- Thaís Sabino
- Direto de São Paulo
A consultora de vinhos Kayo Nishimoto tenta receber, desde dezembro de 2009, reembolso pelos danos causados em seu veículo, em um acidente que envolveu dois carros e uma moto da Companhia de Engenharia de Tráfego (CET). Ela gastou R$ 1.886 com o conserto.

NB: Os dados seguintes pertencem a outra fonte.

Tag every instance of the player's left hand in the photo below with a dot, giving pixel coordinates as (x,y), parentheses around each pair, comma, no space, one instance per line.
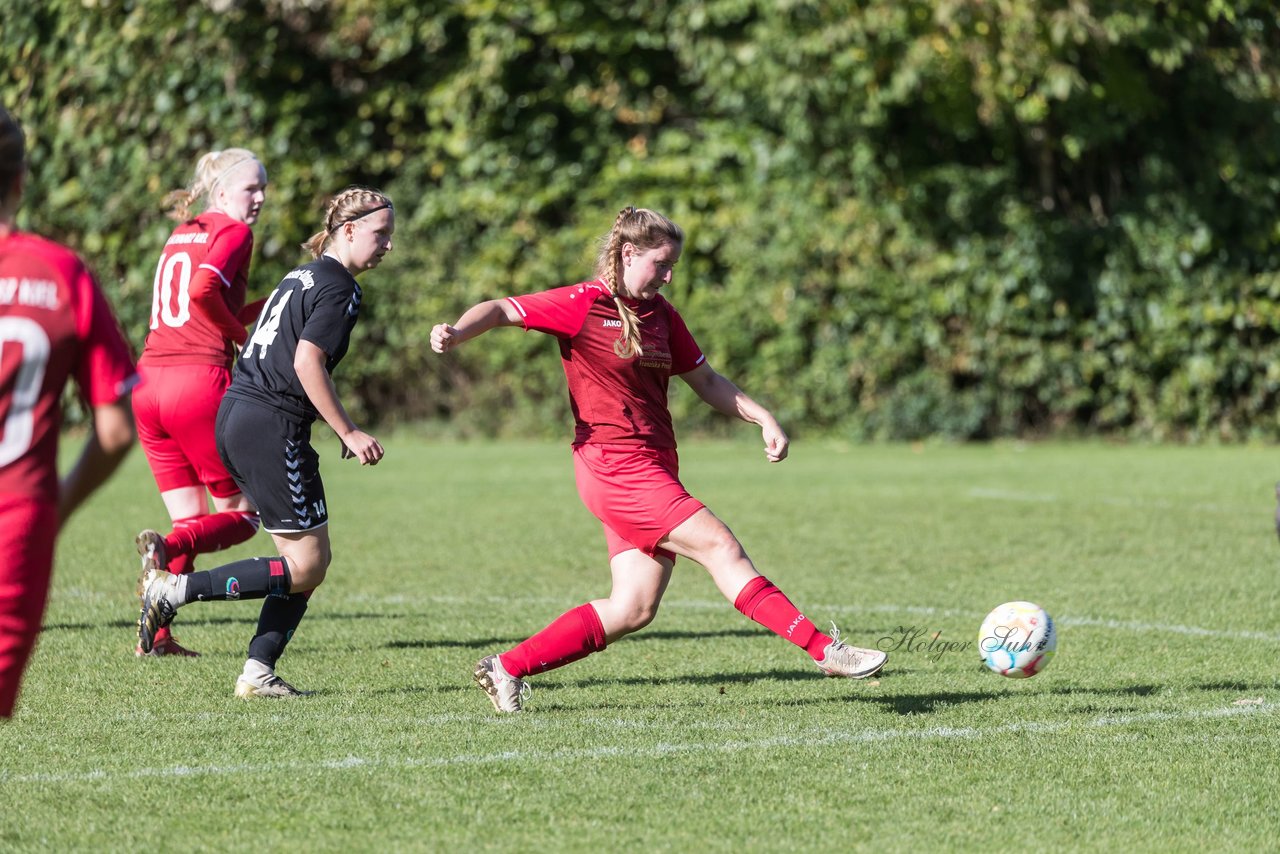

O carro de Kayo estava estacionado, quando a moto, dirigida pelo funcionário da CET Olinto Pereira, bateu na traseira do veículo, destruiu o para-choques e amassou o porta-malas.
"Acho que não vai ter jeito, vou ter que entrar na Justiça", afirmou. Ela enviou as fotos, boletim de ocorrência e dados do acidente. Ligou várias vezes para a Companhia, mas ainda não conseguiu resolver o problema. "Eles dizem que não têm culpa e que eu tenho que aguardar o funcionário voltar ao trabalho, pois o valor seria cobrado dele", afirmou. Pereira teve uma fratura no punho e está afastado desde então.
O acidente aconteceu no dia 9 de dezembro, no Brás. Kayo havia deixado seu carro estacionado na rua e estava almoçando quando uma amiga ligou para relatar ocorrido. Marivaldo Pinto estava no banco de passageiro em um Fiat uno e abriu a porta para fechá-la direito. Neste momento, Pereira perdeu o controle da moto e bateu na traseira do Fox de Kayo.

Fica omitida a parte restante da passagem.